Sorot mata William langsung berubah dingin. Dalam sekejap, ia melangkah maju, tangan besarnya langsung mencengkeram wajah Sherlyn dengan kasar.
“Akhh… William! Sakit!” rintih Sherlyn, tubuhnya refleks menegang karena cengkeraman tangan William yang begitu kuat.
William menunduk, wajahnya hanya berjarak sejengkal dari Sherlyn. Tatapannya menusuk, suaranya berat penuh tekanan saat memperingatkan Sherlyn.
“Dengarkan aku baik-baik, Sherlyn. Sekalipun seluruh dunia memaksaku, aku tidak akan pernah menjadikanmu istriku. Jadi jangan pernah kau bermimpi untuk menjadi istriku.”
Sherlyn terperanjat, matanya melebar, namun William belum selesai. Nafasnya memburu, kata-katanya sarat dengan luka lama yang kembali ia ingat.
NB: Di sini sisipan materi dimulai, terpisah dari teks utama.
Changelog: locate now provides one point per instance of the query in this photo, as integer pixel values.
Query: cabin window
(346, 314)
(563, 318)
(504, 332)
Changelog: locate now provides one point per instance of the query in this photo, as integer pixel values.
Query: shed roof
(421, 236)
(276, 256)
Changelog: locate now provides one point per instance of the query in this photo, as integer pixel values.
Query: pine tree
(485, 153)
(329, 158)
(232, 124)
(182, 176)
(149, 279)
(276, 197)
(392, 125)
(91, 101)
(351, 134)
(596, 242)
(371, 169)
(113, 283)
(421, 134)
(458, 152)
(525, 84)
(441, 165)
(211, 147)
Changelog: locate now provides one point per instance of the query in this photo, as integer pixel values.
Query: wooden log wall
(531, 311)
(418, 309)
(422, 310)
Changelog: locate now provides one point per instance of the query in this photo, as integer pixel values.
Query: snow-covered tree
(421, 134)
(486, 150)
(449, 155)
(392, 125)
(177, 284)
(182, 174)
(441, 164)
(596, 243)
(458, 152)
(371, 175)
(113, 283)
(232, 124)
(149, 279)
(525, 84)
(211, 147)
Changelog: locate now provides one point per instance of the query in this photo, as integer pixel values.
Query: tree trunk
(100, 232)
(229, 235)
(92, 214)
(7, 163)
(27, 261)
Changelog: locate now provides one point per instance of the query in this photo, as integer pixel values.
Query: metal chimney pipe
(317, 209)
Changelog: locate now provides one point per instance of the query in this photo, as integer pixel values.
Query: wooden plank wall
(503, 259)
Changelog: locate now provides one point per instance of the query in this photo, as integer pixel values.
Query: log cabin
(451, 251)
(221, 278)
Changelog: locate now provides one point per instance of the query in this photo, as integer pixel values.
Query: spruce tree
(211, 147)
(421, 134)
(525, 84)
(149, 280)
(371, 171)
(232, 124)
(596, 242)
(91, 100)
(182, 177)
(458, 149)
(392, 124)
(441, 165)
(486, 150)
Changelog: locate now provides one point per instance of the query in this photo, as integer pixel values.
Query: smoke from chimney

“Kau pikir aku sudah lupa dengan apa yang sudah kau lakukan kepadaku? Beberapa tahun lalu aku datang padamu dengan niat serius. Aku melamar mu, Sherlyn! Tapi apa yang kau lakukan? Kau menolak ku mentah-mentah hanya karena mimpimu menjadi balerina lebih penting daripada aku. Kau bahkan meninggalkanku tanpa menoleh ke belakang.”
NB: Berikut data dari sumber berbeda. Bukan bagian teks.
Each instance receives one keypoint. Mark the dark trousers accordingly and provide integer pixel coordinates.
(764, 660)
Sherlyn terdiam, senyum puasnya memudar, berganti dengan raut wajah bersalah. Ia meraih tangan William, mencoba melonggarkan cengkeraman itu.
“William… aku… aku menyesal. Aku mohon tolong maafkan aku. Waktu itu aku terlalu bodoh, aku tidak tahu betapa berharganya dirimu bagiku.” ucap Sherlyn dengan suara bergetar.
Namun William melepaskan cengkeramannya dengan kasar dan membuat Sherlyn hampir terjatuh ke belakang. Tatapannya terlihat dingin, nadanya menusuk tanpa belas kasihan.
“Permintaan maafmu sudah terlambat, Sherlyn. Luka yang sudah kau berikan padaku tidak akan pernah sembuh. Dan aku tidak akan pernah memberimu kesempatan lagi.”